1 from Eureka! Masters of Cinema
The Hunchback of Notre Dame (U.S., 1923)
Not the first and certainly not the last studio to bring Victor Hugo's classic story to the silver screen, Universal Pictures went all out in 1923 when it cast Lon Chaney in the titular role of Quasimodo and hired Wallace Worsley (The Penalty) to direct. Good choices, because with that talent and lavish spending on costumes and sets (and Chaney's deforming makeup), it turned out to be the studio's most popular silent picture yet, grossing three times its $1.2-million budget. The movie first made it to Blu-ray in 2014 via U.S. distributor Flicker Alley, and in 2021 it was restored in 4K from an imperfect 16-millimetre source, given new extras and re-released on BD in the U.S. by Kino Lorber.

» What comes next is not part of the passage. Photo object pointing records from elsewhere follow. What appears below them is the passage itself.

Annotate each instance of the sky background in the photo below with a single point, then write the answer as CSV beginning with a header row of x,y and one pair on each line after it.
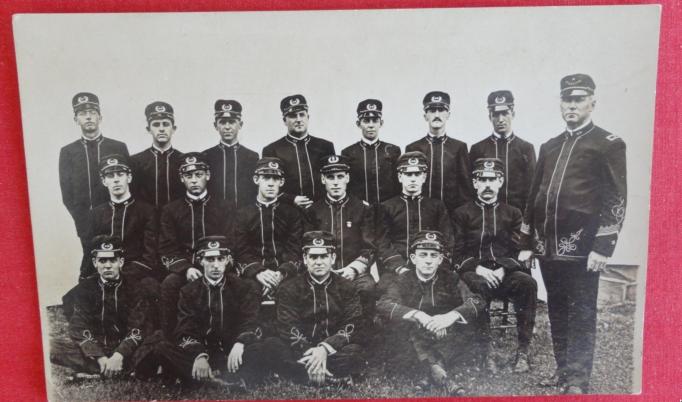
x,y
335,59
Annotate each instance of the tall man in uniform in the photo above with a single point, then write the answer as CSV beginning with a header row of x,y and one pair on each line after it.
x,y
408,213
372,161
432,308
352,223
300,153
183,222
268,232
318,320
109,327
155,168
517,155
448,175
575,210
485,254
217,319
231,163
79,180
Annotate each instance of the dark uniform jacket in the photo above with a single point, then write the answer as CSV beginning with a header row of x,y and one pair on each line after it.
x,y
351,221
301,159
440,295
485,235
79,178
268,237
518,158
578,196
155,176
449,171
108,317
136,223
401,218
211,318
373,175
309,313
232,170
184,222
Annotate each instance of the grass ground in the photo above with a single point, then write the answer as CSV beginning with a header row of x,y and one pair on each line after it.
x,y
613,367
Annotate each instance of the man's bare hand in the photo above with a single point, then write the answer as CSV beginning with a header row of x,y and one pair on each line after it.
x,y
489,276
193,274
596,262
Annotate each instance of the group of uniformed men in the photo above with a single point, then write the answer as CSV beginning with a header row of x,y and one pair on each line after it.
x,y
184,254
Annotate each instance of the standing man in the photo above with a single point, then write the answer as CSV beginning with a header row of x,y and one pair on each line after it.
x,y
517,155
448,175
575,210
300,153
404,215
183,222
352,223
79,167
318,320
485,257
268,232
372,161
232,163
155,168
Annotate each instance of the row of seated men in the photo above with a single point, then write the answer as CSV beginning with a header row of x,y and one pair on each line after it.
x,y
266,236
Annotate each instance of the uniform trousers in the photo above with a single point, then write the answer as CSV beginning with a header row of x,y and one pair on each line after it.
x,y
517,286
572,306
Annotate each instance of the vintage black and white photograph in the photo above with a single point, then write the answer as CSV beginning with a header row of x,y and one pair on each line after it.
x,y
340,204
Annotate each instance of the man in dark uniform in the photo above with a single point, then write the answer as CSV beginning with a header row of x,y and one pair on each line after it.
x,y
352,223
372,161
268,232
79,167
300,153
217,319
432,308
448,175
231,163
183,222
485,252
517,155
404,215
108,329
318,320
155,168
575,210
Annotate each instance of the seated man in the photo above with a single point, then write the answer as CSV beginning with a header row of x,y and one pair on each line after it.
x,y
432,308
351,221
485,255
268,232
108,328
216,319
183,222
318,320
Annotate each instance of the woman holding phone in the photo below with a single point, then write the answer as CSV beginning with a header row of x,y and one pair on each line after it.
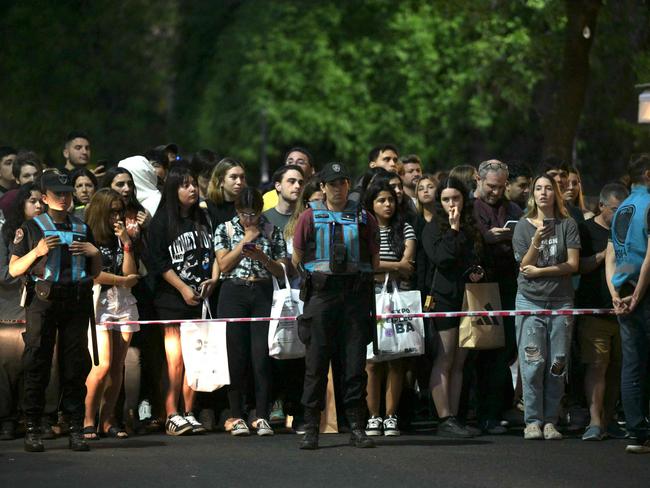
x,y
249,250
182,255
105,217
546,244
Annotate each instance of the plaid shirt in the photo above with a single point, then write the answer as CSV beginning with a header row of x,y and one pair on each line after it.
x,y
247,267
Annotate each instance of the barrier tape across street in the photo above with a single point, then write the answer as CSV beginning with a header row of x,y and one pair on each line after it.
x,y
426,315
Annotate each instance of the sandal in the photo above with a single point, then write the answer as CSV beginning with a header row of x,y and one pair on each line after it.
x,y
90,433
116,432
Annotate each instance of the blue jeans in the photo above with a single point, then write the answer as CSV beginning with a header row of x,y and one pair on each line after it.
x,y
635,343
543,343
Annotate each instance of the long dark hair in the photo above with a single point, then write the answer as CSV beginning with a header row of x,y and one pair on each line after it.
x,y
397,221
170,205
467,223
16,216
107,182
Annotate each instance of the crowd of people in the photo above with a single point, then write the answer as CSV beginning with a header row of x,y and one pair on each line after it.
x,y
163,237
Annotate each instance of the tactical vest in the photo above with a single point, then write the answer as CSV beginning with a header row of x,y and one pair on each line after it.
x,y
630,236
67,237
332,231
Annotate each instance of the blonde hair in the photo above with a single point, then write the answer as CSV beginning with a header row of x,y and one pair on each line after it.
x,y
559,210
215,187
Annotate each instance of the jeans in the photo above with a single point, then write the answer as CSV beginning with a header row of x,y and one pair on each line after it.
x,y
635,342
544,343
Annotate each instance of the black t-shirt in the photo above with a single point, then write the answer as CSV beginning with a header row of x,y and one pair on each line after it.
x,y
190,255
112,260
593,291
28,237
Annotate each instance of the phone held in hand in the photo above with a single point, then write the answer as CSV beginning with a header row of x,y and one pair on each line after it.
x,y
550,224
510,224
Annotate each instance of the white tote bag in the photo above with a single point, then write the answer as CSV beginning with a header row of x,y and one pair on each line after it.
x,y
205,353
284,342
399,337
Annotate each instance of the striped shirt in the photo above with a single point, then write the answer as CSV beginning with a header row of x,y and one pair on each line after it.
x,y
386,253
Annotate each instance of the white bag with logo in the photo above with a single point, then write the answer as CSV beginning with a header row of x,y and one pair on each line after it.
x,y
398,337
284,342
205,353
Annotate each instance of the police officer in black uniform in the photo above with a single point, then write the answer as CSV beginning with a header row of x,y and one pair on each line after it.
x,y
55,252
336,247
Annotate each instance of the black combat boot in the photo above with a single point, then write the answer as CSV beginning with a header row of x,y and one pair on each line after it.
x,y
33,440
76,439
312,427
358,437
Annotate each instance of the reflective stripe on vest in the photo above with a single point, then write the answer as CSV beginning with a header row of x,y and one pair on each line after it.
x,y
630,236
67,237
324,222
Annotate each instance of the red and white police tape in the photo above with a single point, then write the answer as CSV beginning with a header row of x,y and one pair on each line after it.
x,y
426,315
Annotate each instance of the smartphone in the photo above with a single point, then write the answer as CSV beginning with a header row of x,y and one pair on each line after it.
x,y
550,223
510,224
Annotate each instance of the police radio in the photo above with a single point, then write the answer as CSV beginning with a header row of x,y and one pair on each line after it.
x,y
338,251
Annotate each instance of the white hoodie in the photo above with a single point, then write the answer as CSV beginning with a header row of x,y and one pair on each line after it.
x,y
145,180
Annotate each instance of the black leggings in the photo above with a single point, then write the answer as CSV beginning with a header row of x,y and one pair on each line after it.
x,y
247,343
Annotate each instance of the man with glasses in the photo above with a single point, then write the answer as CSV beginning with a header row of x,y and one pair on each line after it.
x,y
599,337
491,212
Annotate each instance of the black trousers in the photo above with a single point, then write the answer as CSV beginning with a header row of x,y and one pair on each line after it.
x,y
248,348
70,318
335,325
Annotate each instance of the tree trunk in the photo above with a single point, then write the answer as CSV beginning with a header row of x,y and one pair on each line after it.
x,y
562,124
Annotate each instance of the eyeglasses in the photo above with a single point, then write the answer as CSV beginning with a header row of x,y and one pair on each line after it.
x,y
492,165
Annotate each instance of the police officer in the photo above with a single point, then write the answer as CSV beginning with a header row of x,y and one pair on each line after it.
x,y
336,245
627,267
55,252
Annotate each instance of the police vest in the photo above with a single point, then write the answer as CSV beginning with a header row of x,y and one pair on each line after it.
x,y
67,237
630,236
326,221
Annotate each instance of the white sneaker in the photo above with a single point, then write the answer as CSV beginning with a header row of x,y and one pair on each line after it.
x,y
390,425
551,433
374,426
144,410
263,428
197,427
533,432
177,425
239,427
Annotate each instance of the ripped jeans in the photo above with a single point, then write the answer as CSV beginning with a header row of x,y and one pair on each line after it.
x,y
543,343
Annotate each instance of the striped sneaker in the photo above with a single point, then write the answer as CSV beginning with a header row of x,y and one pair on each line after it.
x,y
177,425
197,427
239,427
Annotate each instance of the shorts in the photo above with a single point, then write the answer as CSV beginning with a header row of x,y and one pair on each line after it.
x,y
446,323
117,304
600,340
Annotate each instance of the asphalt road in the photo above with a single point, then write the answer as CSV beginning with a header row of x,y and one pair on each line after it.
x,y
422,459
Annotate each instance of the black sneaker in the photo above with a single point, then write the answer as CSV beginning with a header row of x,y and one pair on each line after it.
x,y
375,426
452,428
197,427
177,425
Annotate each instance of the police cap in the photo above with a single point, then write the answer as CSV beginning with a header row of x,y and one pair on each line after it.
x,y
56,182
333,171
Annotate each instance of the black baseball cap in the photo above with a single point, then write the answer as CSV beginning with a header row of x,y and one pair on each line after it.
x,y
333,171
56,182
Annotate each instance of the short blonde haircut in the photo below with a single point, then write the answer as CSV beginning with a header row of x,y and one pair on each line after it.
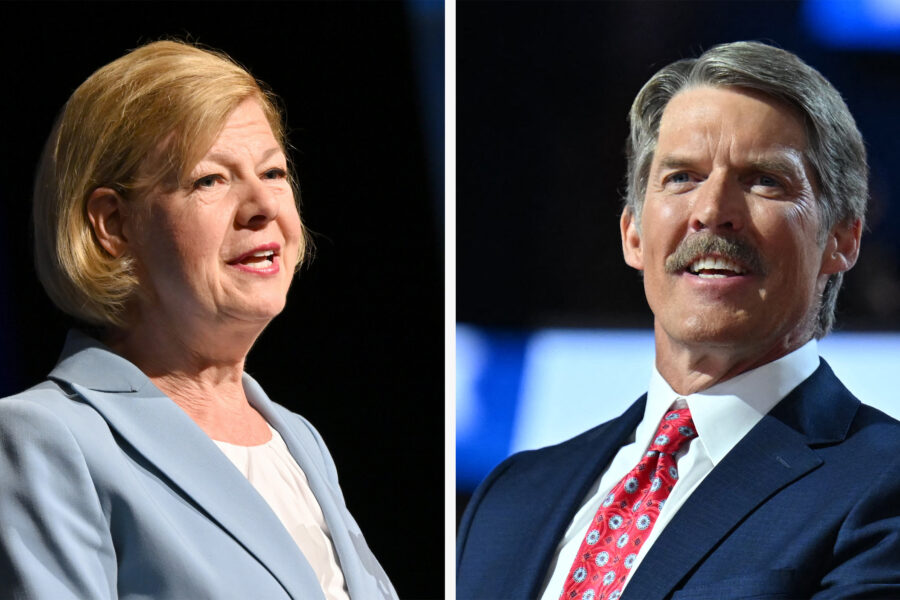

Now, again with different extras, it gets a region-B BD release via the U.K.'s Eureka! as part of the Masters of Cinema series. The musical score by Nora Kroll-Rosenbaum and Laura Karpman rings clear in uncompressed LPCM stereo, there's a new audio commentary by authors Stephen Jones and Kim Newman, a new interview with Newman on this and the many other adaptations of Hugo’s novel, and a new interview with film historian Jonathan Rigby. The accompanying illustrated booklet features a new essay by journalist Philip Kemp.